"Compagnia di Bandiera"
Alitalia ed Etihad sulla pista di partenza
Entro pochi giorni dovrebbero essere definiti i dettagli per l'entrata degli arabi nell'azionariato della compagnia italiana. Sono previsti 2.200 esuberi. A carico di chi?
La trattativa tra Alitalia e la Compagnia degli Emirati Arabi Etihad sembra ormai in dirittura d’arrivo. In occasione della presentazione della relazione Enac, l’amministratore Delegato di Alitalia Gabriele Del Torchio ha fatto presente che la società di Abu Dhabi è disponibile a versare 560 milioni di euro per acquisire fino al 49% delle azioni, ma non ci sono margini sugli esuberi; su questo sono assolutamente inflessibili e “2.200 dipendenti” della Compagnia italiana “dovranno uscire”.
Del Torchio ha poi affermato che “il problema dovrà essere affrontato con interventi di natura sociale”. L’a.d. non però chiarito se si riferiva alla cassa integrazione in deroga oppure ai contratti di solidarietà. Intanto ha annunciato di aver convocato i Sindacati di categoria.

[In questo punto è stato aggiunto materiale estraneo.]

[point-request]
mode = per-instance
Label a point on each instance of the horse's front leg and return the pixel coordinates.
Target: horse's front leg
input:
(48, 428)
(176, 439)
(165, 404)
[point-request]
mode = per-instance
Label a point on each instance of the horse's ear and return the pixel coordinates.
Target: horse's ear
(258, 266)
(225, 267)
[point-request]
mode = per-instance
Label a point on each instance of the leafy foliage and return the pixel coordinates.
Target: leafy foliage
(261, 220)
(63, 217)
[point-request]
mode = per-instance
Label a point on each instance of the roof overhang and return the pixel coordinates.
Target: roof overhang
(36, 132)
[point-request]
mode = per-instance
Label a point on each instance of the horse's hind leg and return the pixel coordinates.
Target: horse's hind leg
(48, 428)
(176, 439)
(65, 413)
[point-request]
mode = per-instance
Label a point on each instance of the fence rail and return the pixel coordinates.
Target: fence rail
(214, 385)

I tempi sono stretti e le trattative con le banche per rinegoziare il debito sono in fase di conclusione. L’idea è quella di definire il tutto entro il più breve tempo possibile, anche perché i margini ormai sono risicati. Alitalia ha bisogno di chiudere in fretta, per poter contare su un programma di investimenti e di sviluppo, con nuove rotte che aumentino sensibilmente il numero dei passeggeri.
La Compagnia italiana, infatti, nel 2013 ha mantenuto il primo posto in Italia con 23.993.000 di passeggeri (in diminuzione rispetto ai 25,3 mln del 2012), ma è ormai tallonata dalla Ryanair con 23.045.000.

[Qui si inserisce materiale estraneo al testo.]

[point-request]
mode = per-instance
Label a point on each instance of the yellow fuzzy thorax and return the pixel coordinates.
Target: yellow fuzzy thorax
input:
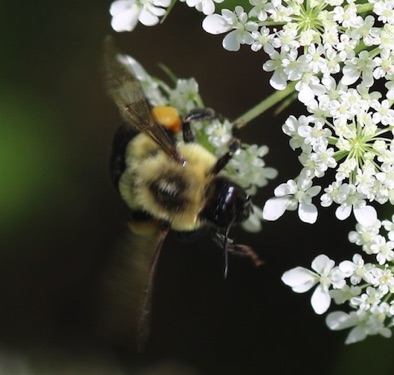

Nel 2008 il Governo Berlusconi decise di difendere a tutti i costi “l’italianità” della Compagnia, impedendone l’acquisizione da parte di Air France. Allora i francesi avrebbero investito 1.140 milioni, a fronte dei 560 dell’Etihad di oggi.
Vennero garantiti sette anni di cassa integrazione agli esodati, sgravi sulle assunzioni, nessuna concorrenza sulla tratta Linate-Fiumicino e “zero debiti”, creando la c.d. “bad company”. Il tutto a carico delle casse pubbliche. In queste condizioni, la nuova Alitalia venne consegnata ai nuovi azionisti di riferimento, i c.d. “capitani coraggiosi”.
Dopo sei anni la situazione si è fatta estremamente delicata e c’è quindi bisogno di un’ulteriore iniezione di denaro, che gli arabi sono disponibili a fare, ma senza farsi carichi dei debiti e dei 2.200 dipendenti che considerano in esubero e che saranno verosimilmente salvaguardati con fondi dello Stato.
Non è, infatti, realmente pensabile che si possa far fronte a queste spese “aumentando la tassa sui biglietti”, così come è stato affermato in questi giorni. Questa soluzione, in verità, renderebbe meno competitiva la compagnia, in un mercato già adesso spietatamente concorrenziale , ed i problemi si sposterebbero semplicemente in avanti nel tempo.
Dopo decenni di fallimenti politici, sindacali ed imprenditoriali; di scorribande dei partiti e di scelte sbagliate dei vari manager che si sono succeduti alla guida di Alitalia, pagati con cifre astronomiche in barba agli scarsi risultati ottenuti; dopo vari miliardi spesi a carico delle casse pubbliche, ci si ritrova ancora a parlare di “ulteriori interventi per difendere l’italianità dell’Azienda”.
Forse sarebbe ora di riflettere sul fatto che ormai la grandissima parte della clientela sceglie di viaggiare al minor prezzo; e questo si può garantire solo se si è competitivi sul mercato. L’italianità di una compagnia aerea è proprio così importante?
Davvero il Paese con le bellezze artistiche più straordinarie e numerose del mondo ha bisogno di una “compagnia di bandiera” per portare nel mondo il nome della nostra Nazione?